Bien qu'il ait accepté la mission d'enquête envoyée par le secrétaire général de l'ONU, le gouvernement nigérian doit encore accorder un permis de visite aux représentants d'un bon nombre d'autres organisations internationales qui ont demandé d'examiner la situation au Nigéria. Il a, en théorie, promis d'autoriser les missions des rapporteurs spéciaux de l'ONU sur l'indépendance des juges et des avocats et sur les exécutions extrajudiciaires, sommaires ou arbitraires, ainsi que les missions de la Commission Africaine des Droits de l'Homme et des Peuples. Cependant, les dates n'ont été fixées pour aucune de ces missions, et les diverses dates proposées ont été rejetées sous prétexte qu'elles ne convenaient pas. Le Groupe d'Action Ministériel du Commonwealth (GAMC), mis sur pied en Nouvelle-Zélande en novembre 1995 au moment où le Nigéria a été suspendu du Commonwealth, a également proposé d'envoyer une mission au Nigéria. Après un refus initial, le gouvernement nigérian a annoncé en août 1996 qu'il invitait le GAMC à se rendre dans le pays, mais les conditions de visite de la mission en sont encore au stade des négociations.

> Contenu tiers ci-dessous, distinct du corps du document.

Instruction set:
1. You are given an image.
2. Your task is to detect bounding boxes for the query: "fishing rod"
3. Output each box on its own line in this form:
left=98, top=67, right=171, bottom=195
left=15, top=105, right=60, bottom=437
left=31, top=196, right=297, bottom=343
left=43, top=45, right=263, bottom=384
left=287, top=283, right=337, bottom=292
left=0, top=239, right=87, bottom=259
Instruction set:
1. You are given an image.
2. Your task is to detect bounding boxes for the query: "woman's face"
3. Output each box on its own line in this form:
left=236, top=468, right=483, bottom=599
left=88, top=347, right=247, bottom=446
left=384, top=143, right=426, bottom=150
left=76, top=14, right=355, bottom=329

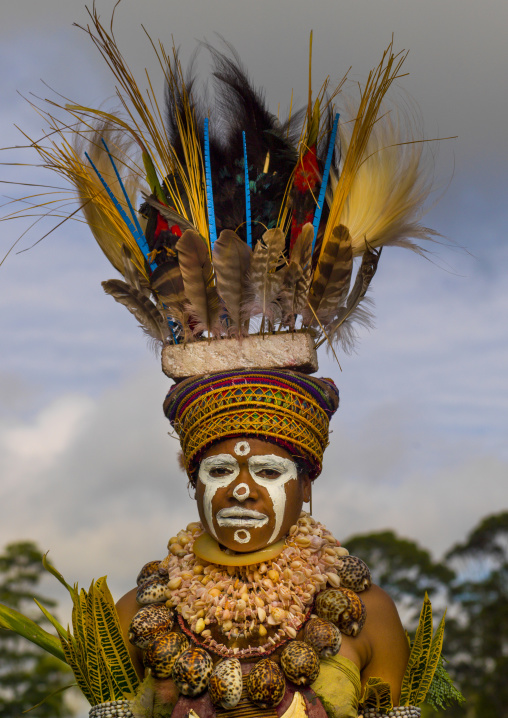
left=196, top=438, right=310, bottom=552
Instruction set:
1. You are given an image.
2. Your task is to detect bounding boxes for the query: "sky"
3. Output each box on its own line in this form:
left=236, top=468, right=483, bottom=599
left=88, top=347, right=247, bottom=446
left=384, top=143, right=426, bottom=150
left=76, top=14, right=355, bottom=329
left=0, top=0, right=508, bottom=624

La pression internationale doit être maintenue et accrue afin de veiller à ce que le gouvernement nigérian permette à ces missions d'aller de l'avant et -plus important encore- qu'il prenne des mesures pour améliorer la situation des droits de l'homme. Les détenus doivent être libérés, les libertés politiques restaurées, l'autorité de la loi respectée, et les droits de l'homme fondamentaux garantis. Et surtout, de nouvelles sanctions sont nécessaires pour s'assurer que le Nigéria soit à nouveau dirigé par un gouvernement civil élu le plus tôt possible, et certainement bien avant la date proposée actuellement, c'est-à-dire le 1 octobre 1998.